A shopper walks by a sign displaying $1.25 price, posted on the shelves of a Dollar Tree store in Alhambra, California, December 10, 2021. The store is known for its $1 items, but due to inflation raised prices to $1.25.

A shopper walks by a sign displaying $1.25 price, posted on the shelves of a Dollar Tree store in Alhambra, California, December 10, 2021. The store is known for its $1 items, but due to inflation raised prices to $1.25.
FREDERIC J. BROWN | AFP | Getty Images

More than half of U.S. states are raising minimum wages next year, but employers are moving even faster on pay increases.

Salary budget increases set by employers for 2022 are higher than they have been in at least a decade, with 99% of employers planning raises and many planning increases of 5% to 6% in 2022, according to compensation consulting firm surveys.

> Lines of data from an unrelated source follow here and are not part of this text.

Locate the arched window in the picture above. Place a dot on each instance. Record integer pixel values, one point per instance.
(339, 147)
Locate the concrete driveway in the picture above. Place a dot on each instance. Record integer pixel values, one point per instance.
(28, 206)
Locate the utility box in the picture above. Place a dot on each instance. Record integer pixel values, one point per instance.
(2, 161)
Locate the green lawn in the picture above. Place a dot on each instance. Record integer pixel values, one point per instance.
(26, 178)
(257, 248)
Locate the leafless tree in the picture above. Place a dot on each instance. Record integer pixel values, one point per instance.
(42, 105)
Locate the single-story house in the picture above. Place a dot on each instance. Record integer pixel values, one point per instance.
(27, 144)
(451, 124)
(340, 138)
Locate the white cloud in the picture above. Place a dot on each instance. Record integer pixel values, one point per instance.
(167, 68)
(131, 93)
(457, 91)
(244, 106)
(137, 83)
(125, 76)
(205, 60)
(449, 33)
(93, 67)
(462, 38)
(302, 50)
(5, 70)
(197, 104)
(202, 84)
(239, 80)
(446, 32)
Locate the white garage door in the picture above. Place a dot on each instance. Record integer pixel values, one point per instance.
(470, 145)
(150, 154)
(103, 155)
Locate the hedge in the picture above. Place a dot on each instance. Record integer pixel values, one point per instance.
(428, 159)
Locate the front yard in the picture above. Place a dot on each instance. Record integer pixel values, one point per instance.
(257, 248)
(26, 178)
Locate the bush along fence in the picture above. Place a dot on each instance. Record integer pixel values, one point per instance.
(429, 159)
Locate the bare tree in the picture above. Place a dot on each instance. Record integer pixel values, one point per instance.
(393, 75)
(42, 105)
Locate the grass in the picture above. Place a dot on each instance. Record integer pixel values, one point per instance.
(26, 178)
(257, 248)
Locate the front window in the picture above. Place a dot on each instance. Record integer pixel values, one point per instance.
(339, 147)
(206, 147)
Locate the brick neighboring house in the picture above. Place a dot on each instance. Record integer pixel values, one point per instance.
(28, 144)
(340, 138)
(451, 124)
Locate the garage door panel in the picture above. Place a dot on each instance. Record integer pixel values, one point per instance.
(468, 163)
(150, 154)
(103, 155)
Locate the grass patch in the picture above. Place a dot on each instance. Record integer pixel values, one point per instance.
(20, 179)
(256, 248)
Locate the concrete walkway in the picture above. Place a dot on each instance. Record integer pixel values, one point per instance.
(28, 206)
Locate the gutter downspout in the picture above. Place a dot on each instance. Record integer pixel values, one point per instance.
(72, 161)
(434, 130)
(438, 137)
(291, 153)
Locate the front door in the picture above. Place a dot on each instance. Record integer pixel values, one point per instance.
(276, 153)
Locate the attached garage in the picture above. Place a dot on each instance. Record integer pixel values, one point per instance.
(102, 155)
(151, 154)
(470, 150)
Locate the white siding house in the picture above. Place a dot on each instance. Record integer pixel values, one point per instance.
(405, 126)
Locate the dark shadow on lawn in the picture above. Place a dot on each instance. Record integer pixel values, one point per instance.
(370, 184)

Deloitte’s fourth quarter CFO Signals survey funds 97% of CFOs saying that labor costs will increase substantially in 2022.

 

Top companies are aggressively fighting for talent and fighting their own employees’ demands for higher pay to fight inflation. Apple is reportedly even paying rare $180,000 stock bonuses to keep engineers for going to tech rivals.

But while the Federal Reserve says wage inflation is a factor to monitor in 2022, it is not a primary inflation driver yet.

Some economists aren’t as sure as the central bank that rising pay isn’t already contributing to what is known as a wage-price spiral, a labor market dynamic in which wage inflation leads to higher prices, and higher prices lead to calls for even higher pay.

“It is here,” said Lynn Reaser, chief economist and professor of economics at Point Loma Nazarene University. “You’ve seen it in the restaurant industry, not only the price increases in the cost of serving meals from the ingredient side, but from the attempt to desperately recruit new workers, and restaurants passing it along to customers in the form of higher prices.”

Reaser says it is not only the restaurant industry, hard-hit by the pandemic, though. Manufacturers are testing the waters for how much they can raise prices, and producers supplying grocery stores are citing labor costs as one of the driving them to consider higher prices.

 

Producer prices rose at the fastest rate on record in November.

“A wage-price spiral has started,” wrote Sung Won Sohn, professor of finance and economics at Loyola Marymount University and head of SS Economics.

In a period when businesses have no problem hiking prices, “the spiral, once begins, it is hard to stop,” he wrote, citing data from the Atlanta Fed on how higher labor costs are being passed along to consumers with little resistance.